With Mr. Garritt being revealed as an illusionist the three branches of magic are represented in our three protagonists, Mrs. Quent, the witch, Rafferdy, the magician, and Eldyn, the illusionist. What's interesting about Galen's worldbuilding is that he doesn't just go into the customs and mores of society, he goes far into outer space and alien forces, and closer to home with genetics. Because witch, magician, and illusionist are all born this way. Which given that illusionists are homosexual I think it's nice to have someone pointing out even in a fantasy world that they are born that way. It's genetics people not something that is in need of deprogramming. Witches are born to witches, in fact it is very rare for a witch to have a male child, but if she does that child is an illusionist. Magicians just descend down the male line of the seven great houses with some having the power and some not. Hence the Hall of Magnates is literally littered with real and wannabe magicians. What comes about in The House on Durrow Street is a distinct segregation of the types of magic and fear-mongering.
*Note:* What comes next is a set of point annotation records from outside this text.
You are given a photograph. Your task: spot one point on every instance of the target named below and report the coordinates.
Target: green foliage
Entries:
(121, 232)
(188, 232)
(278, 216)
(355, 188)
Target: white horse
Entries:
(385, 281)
The magicians in power in the Hall of Magnates use their influence to make war on magic, particularly the "natural" magics of witches and illusionists, though if push comes to shove they will totally use those "natural" powers for their own gain. Likewise they instill fear in the populace to hate all magic, hiding their own. Because of all the branches of magic, magicians are the most easily corrupted by the power they need in order to work their magics.
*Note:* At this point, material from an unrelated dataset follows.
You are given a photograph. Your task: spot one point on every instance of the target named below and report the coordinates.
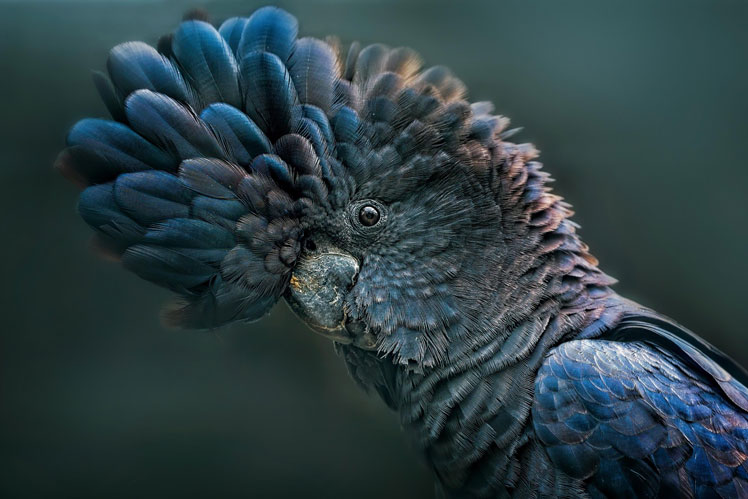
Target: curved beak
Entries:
(317, 291)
Going back to outer space I have one question lingering at the back of my mind, and that is, is this world of Altania perhaps our future? Go with me on this, it's kind of a reverse Star Wars with our future looking like our past, but it's possible. The days and nights are of varying duration and the planets are all akimbo, but perhaps over time that could happen. Ivy talks of a time when days and nights were fixed. Here in our world after the winter equinox we gain a few minutes of sun every day until the summer equinox where we lose a few minutes of sun every day, unless you live at the equator and then it's twelve hours of light and twelve hours of dark everyday, year round. But this is to do with the moon and the tides and the planets. Now imagine something happening to knock them off course, or even just as time passes and the planets paths start to degrade, might Ivy's world come to be? Could night and day no longer be dependable? Could Earth's rotation be random? I wonder how this plays into crops and trees and even grass. And here again is why I love this book, it makes me think, it makes me imagine. I wonder about things and question things that I thought of as just accepted. Yes, there are stories I've read about night falling, forever, but never have I read a story where it's handled so deftly and also so woven into the society and their customs. I seriously just need more of this world, more of this story. I literally never want it to end. Ever.